Ele agora vive num assentamento informal de migrantes na província de Almería, onde ele e milhares de outros trabalhadores trabalham em inúmeras estufas, espalhadas por uma região castigada pelo sol, para produzir as frutas e verduras que abastecem a Europa durante o inverno. As condições são duras e a remuneração, para aqueles em situações mais precárias, é escassa.
“Não é fácil estar aqui se você não tem os documentos em ordem”, comentou, refletindo sobre sua vida na Espanha.
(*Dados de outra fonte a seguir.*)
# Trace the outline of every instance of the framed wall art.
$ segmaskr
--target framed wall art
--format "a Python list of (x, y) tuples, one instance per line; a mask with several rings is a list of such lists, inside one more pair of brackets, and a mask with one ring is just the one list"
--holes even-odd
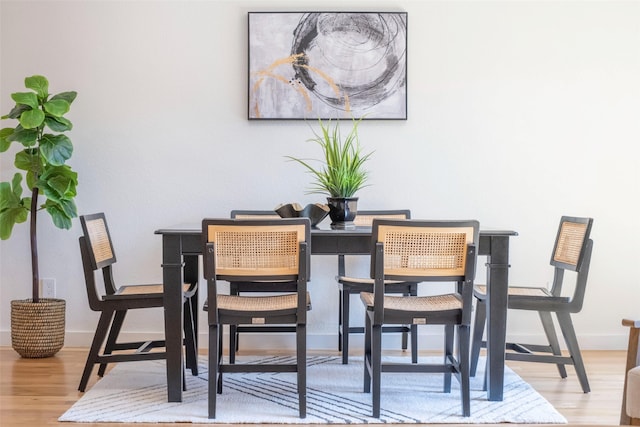
[(253, 119), (407, 119), (406, 12), (249, 12)]

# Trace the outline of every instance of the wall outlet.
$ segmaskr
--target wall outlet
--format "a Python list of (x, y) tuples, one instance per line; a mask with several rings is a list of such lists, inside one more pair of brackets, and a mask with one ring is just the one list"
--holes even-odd
[(55, 298), (56, 279), (40, 279), (40, 293), (42, 298)]

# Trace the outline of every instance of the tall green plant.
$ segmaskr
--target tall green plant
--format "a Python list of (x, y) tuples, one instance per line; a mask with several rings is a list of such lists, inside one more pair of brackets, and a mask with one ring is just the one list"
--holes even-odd
[[(24, 148), (16, 153), (14, 165), (19, 172), (11, 182), (0, 182), (0, 239), (11, 237), (13, 226), (30, 221), (31, 271), (33, 278), (33, 302), (40, 300), (38, 246), (36, 218), (45, 209), (56, 227), (71, 228), (71, 219), (78, 216), (74, 198), (78, 174), (65, 162), (73, 153), (71, 140), (63, 132), (72, 129), (64, 117), (76, 92), (49, 95), (49, 81), (44, 76), (31, 76), (24, 80), (31, 92), (16, 92), (11, 98), (16, 105), (2, 119), (18, 120), (13, 128), (0, 129), (0, 153), (9, 149), (12, 142)], [(51, 132), (46, 132), (45, 130)], [(29, 195), (23, 197), (23, 184)], [(38, 197), (44, 203), (38, 204)]]
[[(358, 137), (358, 125), (362, 119), (352, 119), (352, 127), (347, 136), (342, 139), (340, 123), (329, 120), (324, 123), (318, 119), (320, 133), (313, 131), (315, 137), (308, 141), (316, 142), (322, 148), (324, 160), (300, 159), (286, 156), (288, 159), (303, 165), (314, 176), (308, 194), (327, 194), (329, 197), (353, 197), (363, 187), (369, 173), (365, 169), (365, 162), (373, 152), (363, 154)], [(314, 167), (311, 162), (320, 162)]]

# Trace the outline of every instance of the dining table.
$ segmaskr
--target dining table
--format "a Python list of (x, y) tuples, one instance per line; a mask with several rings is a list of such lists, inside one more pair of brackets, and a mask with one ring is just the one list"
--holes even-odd
[[(160, 228), (162, 236), (162, 280), (164, 288), (164, 330), (166, 341), (167, 394), (169, 402), (181, 402), (184, 356), (182, 352), (183, 283), (198, 283), (199, 257), (202, 255), (202, 227), (199, 224)], [(502, 401), (504, 390), (505, 344), (507, 320), (507, 287), (509, 273), (509, 241), (518, 233), (513, 230), (480, 230), (478, 255), (486, 256), (487, 285), (487, 399)], [(312, 255), (367, 255), (371, 253), (371, 227), (332, 228), (320, 224), (311, 229)], [(343, 257), (338, 274), (344, 274)], [(197, 313), (197, 298), (192, 298)], [(194, 316), (196, 338), (198, 316)], [(187, 366), (197, 361), (187, 360)]]

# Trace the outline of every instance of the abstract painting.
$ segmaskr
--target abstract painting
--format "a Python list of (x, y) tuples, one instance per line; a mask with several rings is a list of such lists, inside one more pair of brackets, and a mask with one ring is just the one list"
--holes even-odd
[(249, 119), (407, 119), (406, 12), (249, 12)]

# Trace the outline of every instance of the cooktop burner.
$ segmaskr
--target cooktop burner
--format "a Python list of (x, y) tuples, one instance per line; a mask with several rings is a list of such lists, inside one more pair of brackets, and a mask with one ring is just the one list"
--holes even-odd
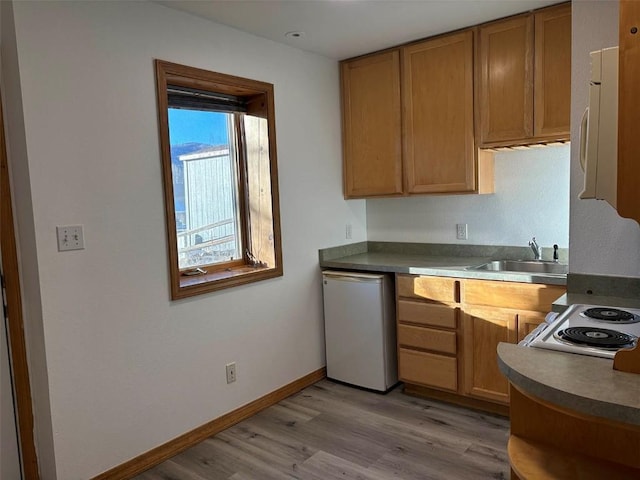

Como muitas pessoas do continente africano e de outros lugares, ele foi atraído para a Europa pela promessa de uma vida melhor e um emprego melhor. No entanto, a realidade ficou muito aquém de suas expectativas: provou ser imensamente dura e, em muitos aspectos, degradante.
“Se você está lá fora, do outro lado da cerca, pode pensar que tudo aqui é um mar de rosas”, disse ele. “Mas não é.”
E quanto mais a comunidade de Don Domingo de Arriba, sua atual casa, nos mostra, mais evidente essa realidade se torna.